Minnesota Opinion: Sailing a course in Minnesota to Real ID
You can find Scylla and Charybdis in the Strait of Messina, the two-mile-wide gap between Italy and the island of Sicily. That's where, since ancient times, sailors have used great caution when navigating between the rocks of Scylla on one side a...
You can find Scylla and Charybdis in the Strait of Messina, the two-mile-wide gap between Italy and the island of Sicily. That's where, since ancient times, sailors have used great caution when navigating between the rocks of Scylla on one side and the whirlpools of Charybdis on the other.
Or, you can find Scylla and Charybdis a lot closer to home.

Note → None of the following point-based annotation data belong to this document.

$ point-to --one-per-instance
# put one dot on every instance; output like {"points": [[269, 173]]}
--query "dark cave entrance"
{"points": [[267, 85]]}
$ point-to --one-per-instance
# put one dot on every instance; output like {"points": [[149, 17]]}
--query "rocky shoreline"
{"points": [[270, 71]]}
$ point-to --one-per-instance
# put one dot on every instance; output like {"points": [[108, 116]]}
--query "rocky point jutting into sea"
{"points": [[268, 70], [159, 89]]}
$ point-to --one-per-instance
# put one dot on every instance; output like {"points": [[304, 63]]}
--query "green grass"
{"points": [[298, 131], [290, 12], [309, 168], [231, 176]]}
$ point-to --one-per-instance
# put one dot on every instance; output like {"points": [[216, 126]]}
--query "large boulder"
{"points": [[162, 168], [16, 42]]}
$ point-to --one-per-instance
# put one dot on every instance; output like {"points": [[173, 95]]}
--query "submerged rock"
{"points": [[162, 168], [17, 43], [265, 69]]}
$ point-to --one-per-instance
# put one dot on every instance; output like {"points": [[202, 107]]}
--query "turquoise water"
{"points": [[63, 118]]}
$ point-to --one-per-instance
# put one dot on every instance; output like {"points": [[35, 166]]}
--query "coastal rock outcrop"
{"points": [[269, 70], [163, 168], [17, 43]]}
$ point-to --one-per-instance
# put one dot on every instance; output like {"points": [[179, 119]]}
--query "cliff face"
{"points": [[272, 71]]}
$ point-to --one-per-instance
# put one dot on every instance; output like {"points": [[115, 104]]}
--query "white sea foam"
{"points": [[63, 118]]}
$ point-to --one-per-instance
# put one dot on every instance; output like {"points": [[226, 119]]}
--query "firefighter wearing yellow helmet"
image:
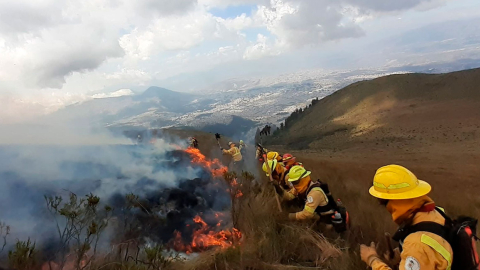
{"points": [[278, 171], [316, 201], [274, 156], [405, 197], [237, 159]]}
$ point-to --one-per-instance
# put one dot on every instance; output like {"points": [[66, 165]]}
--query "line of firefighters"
{"points": [[427, 236], [425, 232]]}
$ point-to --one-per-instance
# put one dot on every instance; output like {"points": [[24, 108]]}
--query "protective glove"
{"points": [[395, 259], [369, 254], [283, 216], [278, 188]]}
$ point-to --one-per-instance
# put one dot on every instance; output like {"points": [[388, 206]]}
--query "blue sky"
{"points": [[76, 50]]}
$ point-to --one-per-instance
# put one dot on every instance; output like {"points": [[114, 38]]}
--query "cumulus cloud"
{"points": [[84, 46], [118, 93]]}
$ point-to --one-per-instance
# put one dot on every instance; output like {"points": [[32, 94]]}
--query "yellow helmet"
{"points": [[272, 155], [272, 164], [296, 173], [394, 182]]}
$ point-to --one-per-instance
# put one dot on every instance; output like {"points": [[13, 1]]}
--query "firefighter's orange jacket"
{"points": [[316, 197], [234, 152], [423, 250]]}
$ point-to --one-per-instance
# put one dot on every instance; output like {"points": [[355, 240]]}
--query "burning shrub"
{"points": [[82, 222], [23, 257]]}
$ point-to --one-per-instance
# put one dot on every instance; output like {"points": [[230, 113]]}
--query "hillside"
{"points": [[428, 123], [397, 112]]}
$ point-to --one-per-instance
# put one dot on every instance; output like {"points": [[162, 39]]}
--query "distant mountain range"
{"points": [[234, 107]]}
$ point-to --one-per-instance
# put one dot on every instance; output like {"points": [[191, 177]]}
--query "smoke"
{"points": [[170, 189]]}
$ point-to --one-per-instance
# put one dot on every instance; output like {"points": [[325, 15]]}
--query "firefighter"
{"points": [[316, 200], [259, 154], [278, 176], [274, 156], [289, 161], [405, 197], [237, 159]]}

Specifically, in the Minnesota Senate.
For there the obstacles loom, blocking the way forward for a Real ID bill, and leaving open between them only a narrow passage that's beset by currents from both sides.
Senate leaders must scrupulously steer the charted route through.

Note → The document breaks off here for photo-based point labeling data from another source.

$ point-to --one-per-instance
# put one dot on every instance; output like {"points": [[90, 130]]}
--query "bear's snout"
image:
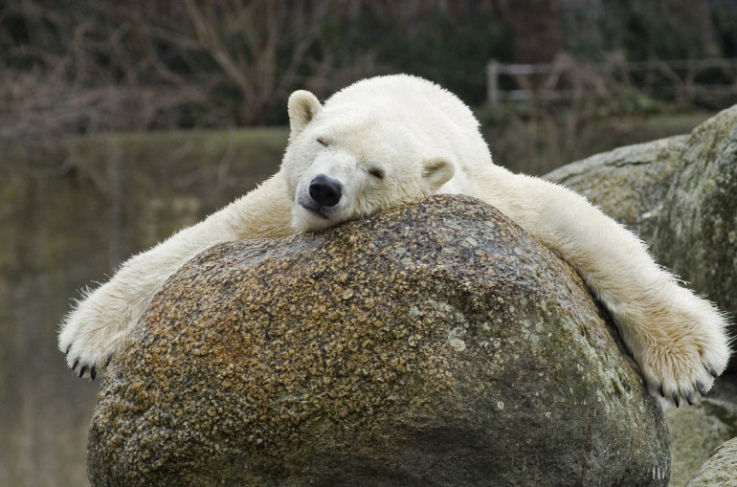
{"points": [[325, 191]]}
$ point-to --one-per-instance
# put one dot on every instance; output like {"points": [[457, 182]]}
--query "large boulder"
{"points": [[679, 195], [720, 470], [434, 345], [695, 432], [629, 183], [696, 233]]}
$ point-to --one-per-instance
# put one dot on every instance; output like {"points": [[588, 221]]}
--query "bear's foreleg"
{"points": [[678, 339], [97, 328]]}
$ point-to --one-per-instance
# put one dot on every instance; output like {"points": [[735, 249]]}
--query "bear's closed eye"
{"points": [[377, 173]]}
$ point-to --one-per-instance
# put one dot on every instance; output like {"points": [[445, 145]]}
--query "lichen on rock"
{"points": [[437, 344]]}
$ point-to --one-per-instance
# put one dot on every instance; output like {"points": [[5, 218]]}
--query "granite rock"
{"points": [[720, 470], [437, 344]]}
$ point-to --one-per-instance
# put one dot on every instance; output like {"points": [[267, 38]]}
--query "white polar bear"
{"points": [[389, 141]]}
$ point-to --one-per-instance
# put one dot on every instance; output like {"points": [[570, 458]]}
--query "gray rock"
{"points": [[434, 345], [696, 233], [629, 183], [695, 432], [720, 470]]}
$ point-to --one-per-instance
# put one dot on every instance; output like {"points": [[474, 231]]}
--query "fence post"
{"points": [[492, 82]]}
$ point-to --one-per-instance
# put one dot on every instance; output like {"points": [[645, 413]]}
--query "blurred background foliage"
{"points": [[84, 66]]}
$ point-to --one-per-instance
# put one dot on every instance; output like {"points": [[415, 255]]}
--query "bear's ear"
{"points": [[302, 107], [436, 172]]}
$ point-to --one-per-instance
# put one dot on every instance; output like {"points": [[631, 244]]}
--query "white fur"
{"points": [[393, 140]]}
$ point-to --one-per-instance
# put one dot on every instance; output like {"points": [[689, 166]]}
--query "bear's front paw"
{"points": [[685, 351], [89, 341]]}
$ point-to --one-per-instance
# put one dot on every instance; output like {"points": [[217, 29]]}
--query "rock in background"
{"points": [[437, 344], [680, 196]]}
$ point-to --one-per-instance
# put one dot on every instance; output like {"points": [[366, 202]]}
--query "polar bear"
{"points": [[392, 140]]}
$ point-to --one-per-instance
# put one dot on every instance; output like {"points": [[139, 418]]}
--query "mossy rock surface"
{"points": [[720, 470], [629, 183], [434, 345], [696, 234]]}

Real ID is the federal law that sets standards for identification documents. To make a long story short, if a state's driver's licenses do not comply with Real ID, those licenses will no longer be usable after Jan. 1 as IDs to board commercial aircraft.

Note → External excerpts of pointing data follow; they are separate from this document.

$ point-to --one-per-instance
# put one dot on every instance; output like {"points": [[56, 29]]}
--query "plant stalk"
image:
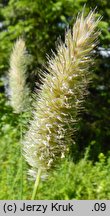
{"points": [[36, 184]]}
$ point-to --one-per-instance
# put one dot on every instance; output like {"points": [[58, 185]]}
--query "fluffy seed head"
{"points": [[60, 99]]}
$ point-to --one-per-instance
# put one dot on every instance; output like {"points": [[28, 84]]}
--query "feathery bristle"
{"points": [[60, 100]]}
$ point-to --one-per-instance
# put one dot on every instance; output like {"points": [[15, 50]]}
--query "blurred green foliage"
{"points": [[41, 22]]}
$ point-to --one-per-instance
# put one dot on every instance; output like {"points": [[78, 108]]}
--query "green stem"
{"points": [[21, 186], [36, 184]]}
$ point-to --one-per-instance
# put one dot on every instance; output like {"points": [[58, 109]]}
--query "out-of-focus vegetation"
{"points": [[41, 22]]}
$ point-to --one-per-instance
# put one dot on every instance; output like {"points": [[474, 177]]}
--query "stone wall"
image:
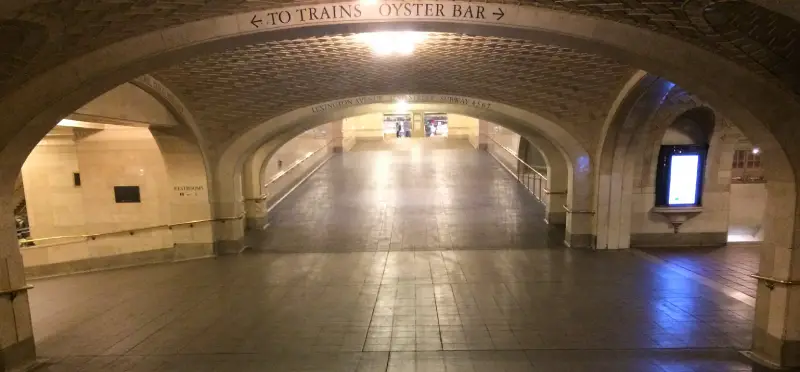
{"points": [[707, 228], [312, 141], [113, 156]]}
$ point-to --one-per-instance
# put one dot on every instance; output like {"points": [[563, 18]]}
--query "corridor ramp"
{"points": [[416, 259], [424, 194]]}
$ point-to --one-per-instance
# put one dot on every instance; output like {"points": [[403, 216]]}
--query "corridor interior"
{"points": [[407, 256]]}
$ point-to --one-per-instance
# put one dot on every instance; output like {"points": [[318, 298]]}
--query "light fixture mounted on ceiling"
{"points": [[392, 42], [401, 106]]}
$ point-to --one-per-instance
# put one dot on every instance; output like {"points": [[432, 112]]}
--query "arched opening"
{"points": [[400, 191], [112, 186], [763, 110], [289, 125]]}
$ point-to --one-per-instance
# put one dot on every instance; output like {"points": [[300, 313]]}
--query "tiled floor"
{"points": [[729, 266], [379, 303]]}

And Minnesota is one of five states whose licenses don't comply.
But the legislative passage that leads from the Sea of Noncompliance into the Sea of Compliance is narrow. Moreover, flanking one side is Scylla-some Republicans' privacy objections to Real ID-while on the other is Charybdis-some Democrats' insistence that the new law let illegal immigrants get driver's licenses.
What's the course through?
A simple, straightforward bill that brings Minnesota licenses into Real ID compliance. No more, no less.
Alas, on March 6, the ship of state ran aground. That's when senators rejected a Real ID bill, 29-38, with five privacy-minded Republicans joining all immigration-concerned Democrats in voting no.
Luckily, the grounding did no damage, and now the tide's rolling in. That means the vessel soon will be refloated.
But as its sails fill, it's essential that the Republican majority in command heed the Democratic minority's objections, at least in part.
That's because the Democrats are more likely to compromise than are the five rogue Republicans, whose objections on principle to federal mandates are as hard as rocks.
In contrast, Democratic Gov. Mark Dayton wants a bill that lets illegal immigrants get driver's licenses. But, he and other Democrats likely would settle for a bill that simply stays silent on the subject. (They'll never agree to the bill's House version, which explicitly forbids licenses from being issued to illegal immigrants.)
The Senate's Republican leadership should take Democrats up on this offer. That means the leadership should strip out the language that the Democrats are objecting to, then advance a bare-bones, Real-ID-and-nothing-else bill.
Such a bill likely would pass with bipartisan support.
Real ID is a "must-pass"; if lawmakers fail, Minnesotans will have to show passports every time they fly. Senators must ready a clean bill, then use it to steer through the tight, dangerous passage into the open and welcoming water on the other side.